Search-engine optimisation (SEO) tactics direct users searching for common business forms such as invoices, receipts, or other templates to hacker-controlled Google-hosted domains.
Hackers are using search-engine optimisation (SEO) tactics to tempt business users to more than 100,000 malicious Google sites that seem legitimate, but instead install a remote access trojan (RAT), used to gain a foothold on a network & later infect systems with ransomware, credential-stealers, banking trojans & other malware.
Malicious Web Pages
eSentire’s Threat Response Unit (TRU) discovered many unique, malicious web pages that contain popular business terms/particular keywords, including business-form related keywords like template, invoice, receipt, questionnaire & resume, researchers observed, in a report published Wed.
Attackers use Google search redirection & drive-by-download methods to direct unsuspecting victims to the RAT—tracked by eSentire as Solar Marker (a.k.a. Jupyter, Yellow Cockatoo & Polazert). Usually, a person who visits the infected site simply executes a binary disguised as a PDF by clicking on a supposed “form”, thus infecting his or her machine.
Vulnerable Code
“This is an increasingly common trend with malware delivery, which speaks to the improved security of applications such as browsers that handle vulnerable code,” researchers explained. “Unfortunately, it reveals a glaring blind spot in controls, which allows users to execute untrusted binaries or script files at will.”
However, the campaign is not only far-reaching, but also sophisticated.
Web Crawler
These common business terms serve as keywords for the threat players’ search-optimisation method, convincing Google’s web crawler that the intended content meets conditions for a high page-rank score, which means the malicious sites will appear at the top of user searches, explains the report.
This increases the possibility that victims will be lured to infected sites.
“Security leaders & their teams need to know that the threat group behind Solar Marker has gone to a lot of effort to compromise business professionals, spreading a wide net & using many tactics to successfully disguise their traps,” said Spence Hutchinson, Manager of Threat Intelligence for eSentire.
Fin.-Sector Cyber-Attack
Researchers describe a recent incident in which a victim in the financial industry was searching for a free version of document online & was redirected via Google Search to a Google sites page controlled by threat players, that included an embedded download button.
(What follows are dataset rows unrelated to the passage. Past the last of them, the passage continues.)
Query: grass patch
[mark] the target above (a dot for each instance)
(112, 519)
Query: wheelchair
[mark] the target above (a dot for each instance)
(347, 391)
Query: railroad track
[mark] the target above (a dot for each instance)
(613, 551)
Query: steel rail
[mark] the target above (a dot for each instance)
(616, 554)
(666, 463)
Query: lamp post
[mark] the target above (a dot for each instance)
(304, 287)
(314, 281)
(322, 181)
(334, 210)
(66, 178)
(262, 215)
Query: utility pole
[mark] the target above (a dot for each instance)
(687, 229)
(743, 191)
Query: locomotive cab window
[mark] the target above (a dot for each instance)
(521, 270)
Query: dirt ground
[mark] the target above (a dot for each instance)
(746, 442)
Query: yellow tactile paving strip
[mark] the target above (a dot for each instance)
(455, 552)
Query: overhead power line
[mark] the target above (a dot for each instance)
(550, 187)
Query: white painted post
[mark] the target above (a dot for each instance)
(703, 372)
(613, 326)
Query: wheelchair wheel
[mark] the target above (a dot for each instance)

Anyone in the financial industry would be a “high-value target” of the campaign, giving attackers various techniques to compromise an organisation & commit cyber-crime, researchers noted.
Banking Trojan
“Once a RAT has been installed on a victim’s computer, the threat actors can upload additional malware to the device, such as a banking trojan, which could be used to hijack the online banking credentials of the organisation,” they commented.
Threat players also could install a credential-stealer in this way, to harvest the employee’s email credentials & launch a business email compromise (BEC) scheme.
“Unfortunately, once a RAT is comfortably installed, the potential fraud activities are numerous,” researchers noted.
Microsoft .NET Framework
The TRU team also ‘looked under the bonnet’ of the RAT itself, which they outlined is written in the Microsoft .NET framework & has used various ‘decoy applications’ that download to a victim’s computer & would appear to belong. More recently, TRU observed that the Slim PDF reader software was the lure being downloaded.
“This serves as a distraction, as well as an additional element to help convince the victim that they are downloading a PDF,” researchers commented.
Over the final months of 2020, attackers used other file formats for the decoy app, including docx2rtf.exe, photodesigner7_x86-64.exe, Expert_PDF.ex, & docx2rtf.exe, concludes the report.